Sylvia looked at her father over their heads and smiled faintly. It
was a good smile, from a full heart.
"Aunt Victoria sent our dresses," said Judith, dropping back on the
pillow. "That big box over there. Mine has pink ribbons, and yours are
blue."
Mrs. Marshall looked at the big box with disfavor, and then at Sylvia,
now sunk in a chair, her hands clasped behind her head, her eyes
dreamy and half closed. Across the room the long pasteboard box
displayed a frothy mass of white lace and pale shining ribbons. Sylvia
looked at it absently and made no move to examine it. She closed her
eyes again and beat an inaudible rhythm with her raised fingers. All
through her was ringing the upward-surging tide of sound at the end of
"Death and Transfiguration."
"Oh, go to bed, Sylvia; don't sit there maundering over the concert,"
said her mother, with a good-natured asperity. But there was relief in
her voice.
CHAPTER XIV
HIGHER EDUCATION
To any one who is familiar with State University life, the color
of Sylvia's Freshman year will be vividly conveyed by the simple
statement that she was not invited to join a fraternity.

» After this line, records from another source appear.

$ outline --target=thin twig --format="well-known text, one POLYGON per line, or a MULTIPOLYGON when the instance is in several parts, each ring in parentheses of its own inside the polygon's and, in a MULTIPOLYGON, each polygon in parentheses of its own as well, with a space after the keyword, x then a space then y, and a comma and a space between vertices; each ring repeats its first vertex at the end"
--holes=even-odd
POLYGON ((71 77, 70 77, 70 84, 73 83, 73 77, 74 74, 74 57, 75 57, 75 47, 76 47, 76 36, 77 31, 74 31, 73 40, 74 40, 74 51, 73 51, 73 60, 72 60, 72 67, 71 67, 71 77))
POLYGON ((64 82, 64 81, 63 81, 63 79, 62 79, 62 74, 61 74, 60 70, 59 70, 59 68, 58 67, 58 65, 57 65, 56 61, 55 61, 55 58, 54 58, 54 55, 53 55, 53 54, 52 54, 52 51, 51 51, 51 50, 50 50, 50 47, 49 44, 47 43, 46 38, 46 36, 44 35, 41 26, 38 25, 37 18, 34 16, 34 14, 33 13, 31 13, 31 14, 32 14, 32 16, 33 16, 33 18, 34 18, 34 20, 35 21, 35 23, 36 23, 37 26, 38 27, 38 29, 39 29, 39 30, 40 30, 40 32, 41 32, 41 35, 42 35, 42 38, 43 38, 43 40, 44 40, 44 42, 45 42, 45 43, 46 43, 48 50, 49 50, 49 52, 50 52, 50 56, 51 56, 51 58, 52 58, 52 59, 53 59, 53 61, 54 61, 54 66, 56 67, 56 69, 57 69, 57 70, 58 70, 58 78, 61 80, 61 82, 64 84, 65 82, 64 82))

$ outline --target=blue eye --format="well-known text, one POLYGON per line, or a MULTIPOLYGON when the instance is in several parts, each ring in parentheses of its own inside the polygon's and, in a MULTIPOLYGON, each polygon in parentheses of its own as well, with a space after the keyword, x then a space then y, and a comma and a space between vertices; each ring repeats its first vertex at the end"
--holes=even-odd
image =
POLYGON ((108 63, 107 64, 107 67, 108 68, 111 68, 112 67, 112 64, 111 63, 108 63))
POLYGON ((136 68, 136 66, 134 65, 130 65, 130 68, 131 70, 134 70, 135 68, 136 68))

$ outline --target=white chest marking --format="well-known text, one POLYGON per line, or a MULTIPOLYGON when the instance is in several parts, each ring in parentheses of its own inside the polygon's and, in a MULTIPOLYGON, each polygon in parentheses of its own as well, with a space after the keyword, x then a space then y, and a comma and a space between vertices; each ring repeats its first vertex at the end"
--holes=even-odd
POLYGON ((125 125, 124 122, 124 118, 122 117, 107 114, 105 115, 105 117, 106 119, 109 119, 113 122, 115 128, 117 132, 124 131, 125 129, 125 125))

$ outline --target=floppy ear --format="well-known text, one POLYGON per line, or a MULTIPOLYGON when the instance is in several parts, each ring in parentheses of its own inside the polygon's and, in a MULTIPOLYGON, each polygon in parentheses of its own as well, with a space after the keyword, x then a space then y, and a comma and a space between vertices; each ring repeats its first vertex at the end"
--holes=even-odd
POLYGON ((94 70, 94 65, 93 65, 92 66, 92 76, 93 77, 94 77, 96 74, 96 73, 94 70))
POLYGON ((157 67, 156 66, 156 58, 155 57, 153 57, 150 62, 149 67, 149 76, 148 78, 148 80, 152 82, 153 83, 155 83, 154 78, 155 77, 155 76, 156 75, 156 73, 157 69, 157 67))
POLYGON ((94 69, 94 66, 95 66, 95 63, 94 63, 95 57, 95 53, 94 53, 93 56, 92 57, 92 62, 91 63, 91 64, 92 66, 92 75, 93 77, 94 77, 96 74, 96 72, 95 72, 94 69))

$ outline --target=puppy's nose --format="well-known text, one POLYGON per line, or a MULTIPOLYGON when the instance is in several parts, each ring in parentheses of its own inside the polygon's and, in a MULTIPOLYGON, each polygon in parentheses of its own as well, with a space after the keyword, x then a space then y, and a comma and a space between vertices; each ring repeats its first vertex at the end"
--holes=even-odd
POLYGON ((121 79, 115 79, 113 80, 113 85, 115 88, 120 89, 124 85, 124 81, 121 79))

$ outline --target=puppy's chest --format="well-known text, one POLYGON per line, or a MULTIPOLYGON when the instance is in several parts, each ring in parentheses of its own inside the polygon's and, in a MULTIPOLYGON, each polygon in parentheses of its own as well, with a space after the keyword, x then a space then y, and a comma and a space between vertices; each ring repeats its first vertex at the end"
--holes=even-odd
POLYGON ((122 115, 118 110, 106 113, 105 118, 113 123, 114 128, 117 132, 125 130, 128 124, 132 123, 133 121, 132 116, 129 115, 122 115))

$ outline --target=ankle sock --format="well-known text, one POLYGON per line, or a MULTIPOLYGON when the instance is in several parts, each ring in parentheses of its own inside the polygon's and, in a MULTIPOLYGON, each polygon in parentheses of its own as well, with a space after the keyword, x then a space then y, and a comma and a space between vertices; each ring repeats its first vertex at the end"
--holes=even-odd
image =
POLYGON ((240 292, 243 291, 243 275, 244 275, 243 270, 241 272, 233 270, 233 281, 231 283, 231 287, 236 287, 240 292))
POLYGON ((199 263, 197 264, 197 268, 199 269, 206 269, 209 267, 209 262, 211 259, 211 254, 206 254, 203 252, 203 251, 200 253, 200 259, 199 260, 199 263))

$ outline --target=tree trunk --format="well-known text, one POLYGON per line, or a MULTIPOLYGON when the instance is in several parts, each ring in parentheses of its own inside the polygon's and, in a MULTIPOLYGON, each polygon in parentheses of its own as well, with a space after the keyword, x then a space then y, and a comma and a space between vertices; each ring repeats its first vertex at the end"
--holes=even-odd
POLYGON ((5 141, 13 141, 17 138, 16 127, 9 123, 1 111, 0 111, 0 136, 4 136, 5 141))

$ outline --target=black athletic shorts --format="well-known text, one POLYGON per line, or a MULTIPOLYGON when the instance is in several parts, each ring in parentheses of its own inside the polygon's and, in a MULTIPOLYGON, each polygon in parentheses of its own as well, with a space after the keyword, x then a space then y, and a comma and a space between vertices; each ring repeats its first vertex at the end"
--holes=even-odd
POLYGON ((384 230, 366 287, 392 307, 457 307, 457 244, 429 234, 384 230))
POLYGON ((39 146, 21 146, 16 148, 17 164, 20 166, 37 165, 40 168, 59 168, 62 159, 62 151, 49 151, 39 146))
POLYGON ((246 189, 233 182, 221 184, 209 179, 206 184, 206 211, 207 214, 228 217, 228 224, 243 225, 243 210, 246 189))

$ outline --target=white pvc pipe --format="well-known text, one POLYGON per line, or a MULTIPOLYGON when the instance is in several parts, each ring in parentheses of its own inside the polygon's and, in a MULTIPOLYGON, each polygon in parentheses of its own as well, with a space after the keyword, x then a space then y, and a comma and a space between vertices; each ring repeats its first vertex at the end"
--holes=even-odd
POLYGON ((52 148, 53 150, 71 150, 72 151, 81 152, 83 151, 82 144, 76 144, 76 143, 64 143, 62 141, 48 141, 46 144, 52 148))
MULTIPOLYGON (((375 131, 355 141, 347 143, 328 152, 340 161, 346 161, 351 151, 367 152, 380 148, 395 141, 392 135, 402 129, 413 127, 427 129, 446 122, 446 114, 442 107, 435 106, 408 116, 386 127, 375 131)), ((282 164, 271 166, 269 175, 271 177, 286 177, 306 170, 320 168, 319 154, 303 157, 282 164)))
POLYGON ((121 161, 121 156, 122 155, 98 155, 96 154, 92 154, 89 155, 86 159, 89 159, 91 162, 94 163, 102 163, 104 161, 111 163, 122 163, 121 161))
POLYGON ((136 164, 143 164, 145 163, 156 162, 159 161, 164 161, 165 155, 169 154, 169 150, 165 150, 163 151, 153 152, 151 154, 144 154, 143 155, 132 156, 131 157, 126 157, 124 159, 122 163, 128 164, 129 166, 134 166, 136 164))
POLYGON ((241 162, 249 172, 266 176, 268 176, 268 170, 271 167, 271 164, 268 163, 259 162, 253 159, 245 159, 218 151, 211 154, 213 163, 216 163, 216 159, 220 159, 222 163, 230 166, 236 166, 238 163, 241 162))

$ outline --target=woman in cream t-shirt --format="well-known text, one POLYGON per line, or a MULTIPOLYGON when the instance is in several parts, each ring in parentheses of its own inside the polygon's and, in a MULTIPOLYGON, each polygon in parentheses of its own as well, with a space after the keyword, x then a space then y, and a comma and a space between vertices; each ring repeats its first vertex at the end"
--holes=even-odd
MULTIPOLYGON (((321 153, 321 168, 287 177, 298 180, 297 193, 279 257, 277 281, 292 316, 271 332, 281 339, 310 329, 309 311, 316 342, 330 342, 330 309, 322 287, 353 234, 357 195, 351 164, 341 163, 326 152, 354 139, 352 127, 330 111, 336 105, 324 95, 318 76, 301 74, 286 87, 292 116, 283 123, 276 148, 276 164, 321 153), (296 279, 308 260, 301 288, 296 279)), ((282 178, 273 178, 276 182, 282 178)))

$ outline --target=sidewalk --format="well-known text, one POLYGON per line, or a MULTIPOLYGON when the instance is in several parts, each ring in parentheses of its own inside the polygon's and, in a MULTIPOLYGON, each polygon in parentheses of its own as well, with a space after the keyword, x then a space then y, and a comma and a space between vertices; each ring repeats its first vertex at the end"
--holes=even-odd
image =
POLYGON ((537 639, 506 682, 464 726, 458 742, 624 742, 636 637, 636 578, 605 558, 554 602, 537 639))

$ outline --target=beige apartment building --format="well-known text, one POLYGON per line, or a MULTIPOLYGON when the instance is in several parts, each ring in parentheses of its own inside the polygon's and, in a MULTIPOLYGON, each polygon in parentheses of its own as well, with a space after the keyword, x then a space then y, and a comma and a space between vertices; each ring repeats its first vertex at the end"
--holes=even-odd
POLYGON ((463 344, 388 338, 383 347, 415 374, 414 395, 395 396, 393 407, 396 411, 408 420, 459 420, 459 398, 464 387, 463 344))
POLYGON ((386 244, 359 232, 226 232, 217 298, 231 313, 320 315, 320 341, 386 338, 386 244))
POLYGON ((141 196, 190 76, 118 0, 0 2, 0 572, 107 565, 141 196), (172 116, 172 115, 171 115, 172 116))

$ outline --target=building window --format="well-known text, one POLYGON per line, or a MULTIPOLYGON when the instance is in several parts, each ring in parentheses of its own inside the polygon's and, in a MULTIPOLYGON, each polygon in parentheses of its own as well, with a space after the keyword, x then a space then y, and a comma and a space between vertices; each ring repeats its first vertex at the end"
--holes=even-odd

To any one
who does not know State University life, no description can convey
anything approaching an adequate notion of the terribly determinative
significance of that fact.
The statement that she was invited to join no sorority is not
literally true, for in the second semester when it was apparent that
none of the three leading fraternities intended to take her in, there
came a late "bid" from one of the third-rate sororities, of recent
date, composed of girls like Sylvia who had not been included in the
membership of the older, socially distinguished organizations.